Swedish Road Authorities revoke their own decision
The Swedish Road Authorities that approved the vanity plate “GOOGLE” for my friend Joakim, has revoked their decision as described at IDG. Joakim himself explain in his blog that he is going to appeal the decision. He also has a pointer to a scanned version of the decision online (in Swedish).
The road authorities are in dangerous waters I think. I say this given my experience in designing registries and policies related to domain name registration the last 15 years.

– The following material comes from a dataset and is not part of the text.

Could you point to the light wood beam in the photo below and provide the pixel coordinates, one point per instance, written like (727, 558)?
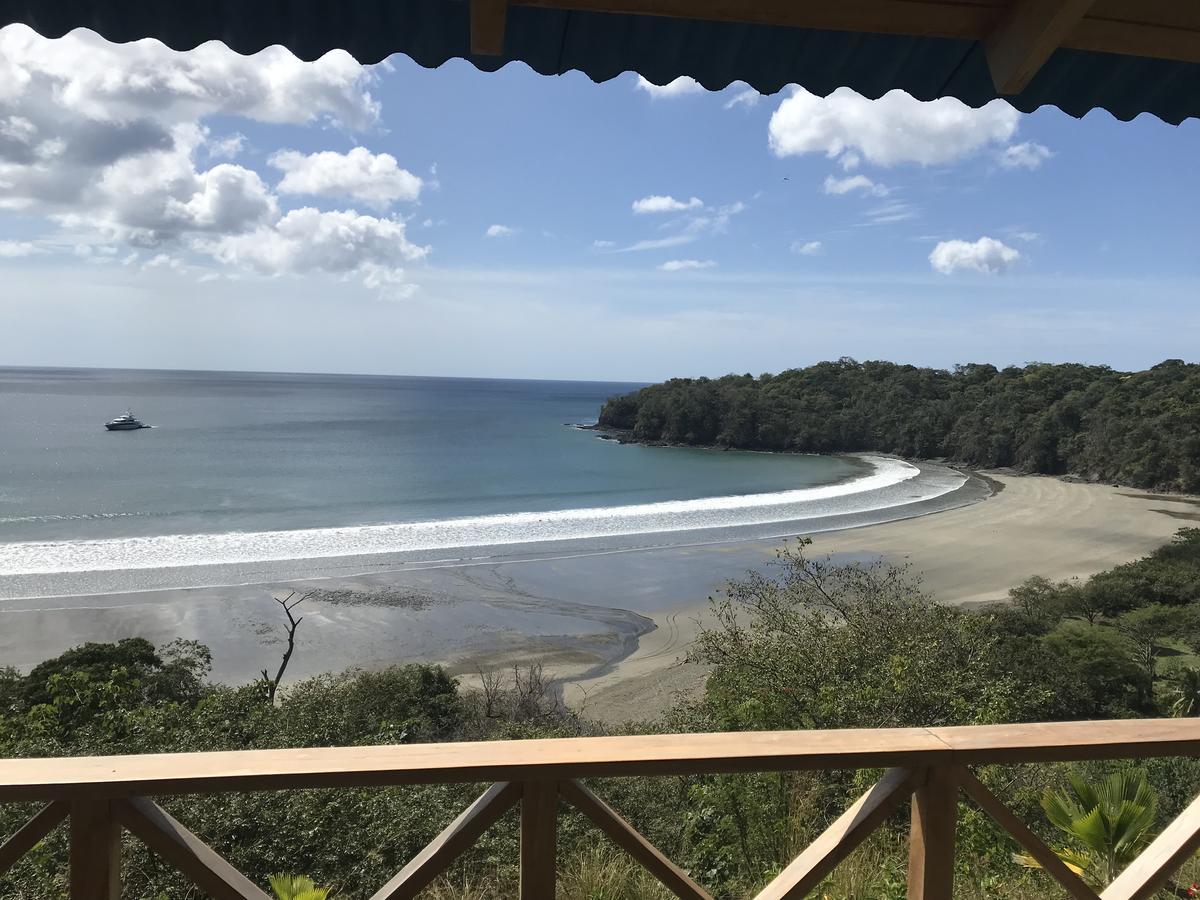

In short, if you are a naming authority, first of all you have to decide whether you do verification of names before you assign the name to someone, or you will have disputes afterwards. Given you have, as the road authorities has (correctly), chosen to not verify names before assignments, you can either involve yourself in the potential dispute or not. The correct decision there is to leave the dispute to stay between the parties fighting about the name. One can (and should if one could) design a dispute resolution process that the parties can use. Still without being a part of the dispute itself.
What the road authorities do though is to claim they did the wrong thing to assign the plates to Joakim (or more precisely, to his mother). This makes them look weird as they admit it is wrong by them to not do checking of the rights of the name before assigning the plates to someone. This in turn implies the road authorities not only have to go through all assignments made (you can find the whole list, as of Aug 5 2007, scanned by Joakim here, and you can search in the road authorities database here) and they also say implicitly they take full responsibility for trademark infringements in the future.
That is suicide and a bureaucratic nightmare. Leave the dispute to the ones that do argue about the rights to the name (and therefore the plates).
I hope Joakim continue to fight for the signs. Not against Google (that he like) but to show the road authorities are making weird decisions and in panic.